The semiconductor lasers are classified into the following three kinds of semiconductor lasers according to the combination of the cavity direction and the laser beam emitting direction. A first semiconductor laser is a horizontal cavity edge emitting laser, a second semiconductor laser is a vertical cavity surface emitting laser, and a third semiconductor laser is a horizontal cavity surface emitting laser. The first horizontal cavity edge emitting laser is designed in such a manner that an optical waveguide is formed in a horizontal direction within a substrate surface, and a laser beam is emitted from a facet obtained by dividing the substrate by cleaving. The above laser configuration is suitable to obtain a high output power and is most generally spread since the cavity length can be extended to about several hundreds. However, in the case of using this configuration, it is necessary to cleave the semiconductor substrate during a fabrication process. For that reason, the fabrication process and testing cannot be conducted without cleaving the wafer, resulting in such a demerit that the manufacture costs are increased.

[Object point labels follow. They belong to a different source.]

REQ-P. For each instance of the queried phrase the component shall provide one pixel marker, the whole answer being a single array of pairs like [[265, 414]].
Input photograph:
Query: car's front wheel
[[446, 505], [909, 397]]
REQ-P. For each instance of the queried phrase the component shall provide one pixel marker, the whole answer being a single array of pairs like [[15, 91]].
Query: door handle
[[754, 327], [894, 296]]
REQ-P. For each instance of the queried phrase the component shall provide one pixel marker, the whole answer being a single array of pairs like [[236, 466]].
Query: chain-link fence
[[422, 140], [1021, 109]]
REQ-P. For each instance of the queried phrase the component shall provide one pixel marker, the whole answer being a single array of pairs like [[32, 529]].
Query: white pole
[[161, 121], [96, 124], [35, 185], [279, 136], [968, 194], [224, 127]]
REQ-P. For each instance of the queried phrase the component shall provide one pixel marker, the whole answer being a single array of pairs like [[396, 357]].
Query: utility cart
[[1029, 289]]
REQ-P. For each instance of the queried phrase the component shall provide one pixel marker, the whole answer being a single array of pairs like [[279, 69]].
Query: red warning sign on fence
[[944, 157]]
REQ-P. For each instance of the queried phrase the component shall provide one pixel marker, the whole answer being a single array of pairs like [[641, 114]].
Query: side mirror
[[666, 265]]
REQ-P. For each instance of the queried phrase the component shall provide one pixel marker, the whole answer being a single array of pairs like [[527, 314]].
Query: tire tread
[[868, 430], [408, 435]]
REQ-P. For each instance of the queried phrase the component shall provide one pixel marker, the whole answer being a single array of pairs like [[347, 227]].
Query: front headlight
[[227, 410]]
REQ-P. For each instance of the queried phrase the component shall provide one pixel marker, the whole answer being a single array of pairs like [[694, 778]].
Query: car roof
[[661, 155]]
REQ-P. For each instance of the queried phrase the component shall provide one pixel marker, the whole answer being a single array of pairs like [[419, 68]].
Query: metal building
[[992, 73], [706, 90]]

The second vertical cavity surface emitting laser has such a configuration in which a cavity is formed in a direction perpendicular to the semiconductor substrate. For that reason, since it is unnecessary to cleave the substrate in order to form the cavity, there is an advantage that the fabrication and inspection of the laser can be conducted by the full wafer as it is, and the manufacture costs can be suppressed lowly. However, this configuration suffers from such a problem that the cavity length is very short because the cavity length is determined according to the crystal growth film thickness, and it is essentially difficult to obtain a high output power. On the contrary, the third horizontal cavity surface emitting laser has a laser configuration with the excellent points of the above two lasers. In this configuration, a cavity is formed in a horizontal direction on the substrate surface, and a mirror that is inclined by 45° for emitting the laser beam from a front surface or a rear surface of the substrate are integrated together. The present invention relates to a horizontal cavity surface emitting laser. The structural example of the horizontal cavity surface emitting laser will be described with reference to FIGS. 1A to 1D. FIG. 1A is a perspective view showing the cross section of the device, FIG. 1B is a cross sectional view showing the optical axial direction of the device, FIG. 1C is a diagram showing a lower surface of the device, and FIG. 1D is a cross sectional view perpendicular to the optical axis. The configuration of the device will be described hereinafter assuming that a surface on which the semiconductor substrate is placed is an x-y plane, a normal direction to the semiconductor substrate surface is a z-axial direction, and the optical axis direction of the laser cavity is an x-axial direction in order to three-dimensionally show the configuration of the laser.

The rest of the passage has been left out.